Facebook bug leaked more info than company reported?
Last Friday, Facebook tried to make its latest disclosure of an information-leaking bug as low-key as possible, but luckily there were researchers who actually analyzed the bug and the type of information it leaked before it was fixed.
The security enthusiasts at Packet Storm have noted and pointed out the dangers that some users might have been in due to the glitch in the DYI (Download Your Information) tool that would allow users to see their contacts’ data that was previously hidden to them – contact information from uploads other users have performed for the same person.
The glitch also unearthed a previously unknown fact: Facebook is building “shadow profiles” for ever user – and for non-users, as well.
Also, in their Friday announcement and the notification email sent to affected users, they said that in almost all cases, an user email address or telephone number was only exposed to one person – “someone you already know outside of Facebook”.
But according to Packet Storm, that’s not true.
“We compared Facebook email notification data to our test case data. In one case, they stated 1 additional email address was disclosed, though 4 pieces of data were actually disclosed. For another individual, they only told him about 3 out of 7 pieces of data disclosed. It would seem clear that they did not enumerate through the datasets to get an accurate total of the disclosure,” they pointed out on Wednesday.
“Facebook claimed that information went unreported because they could not confirm it belonged to a given user.
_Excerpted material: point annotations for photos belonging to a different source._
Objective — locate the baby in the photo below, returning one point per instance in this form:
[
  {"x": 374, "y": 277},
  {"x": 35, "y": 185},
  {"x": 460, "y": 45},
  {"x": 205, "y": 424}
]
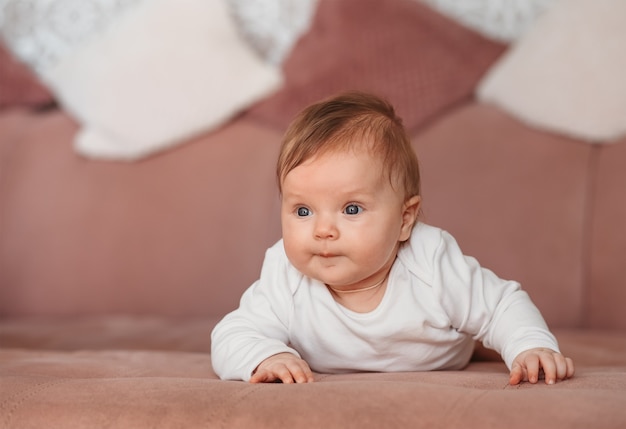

Facebook used it’s own discretion when notifying users of what data was disclosed, but there was apparently no discretion used by the ‘bug’ when it compiled your data. It does not appear that they will take any extra steps at this point to explain the real magnitude of the exposure and we suspect the numbers are much higher.”
In their post, they presented a very good and very likely explanation of the ramifications of the Facebook data collecting practices and how Facebook might have come up with that small number, and I must admit it paints a chilling picture.
“We may never know the true numbers surrounding the disclosure but the liability of housing this additional data appears obvious. Governments aside, history shows that Facebook has been successfully targeted by Chinese hackers and known malicious hackers,” they pointed out.
Also, the information collected from users is not only about those contacts who use Facebook, but also about those who don’t. This makes me even more uncomfortable, because most of the people I know who don’t use Facebook have chosen not to open an account because they are worried about the privacy ramifications of doing so.
And, according to Packet Storm, Facebook has confirmed that even if they have information about these people, they won’t notify them of the leak – after all, they are not users. According to Facebook’s logic, the information that users have (knowingly or unknowingly) shared about their contacts with Facebook belongs to the users, not the contacts.
The researchers have shared with Facebook some suggestions on how to prevent information about non-users from being unintentionally shared, collected and stored, but I won’t bet on Facebook listening.
Finally, as a small sidenote: Symantec says that the Facebook application for Android leaks device phone numbers.
“The first time you launch the Facebook application, even before logging in, your phone number will be sent over the Internet to Facebook servers. You do not need to provide your phone number, log in, initiate a specific action, or even need a Facebook account for this to happen,” they pointed out.
“We reached out to Facebook who investigated the issue and will provide a fix in their next Facebook for Android release. They stated they did not use or process the phone numbers and have deleted them from their servers.”
Needless to say, in light of all these previous disclosures, I won’t bet on that last statement being true either.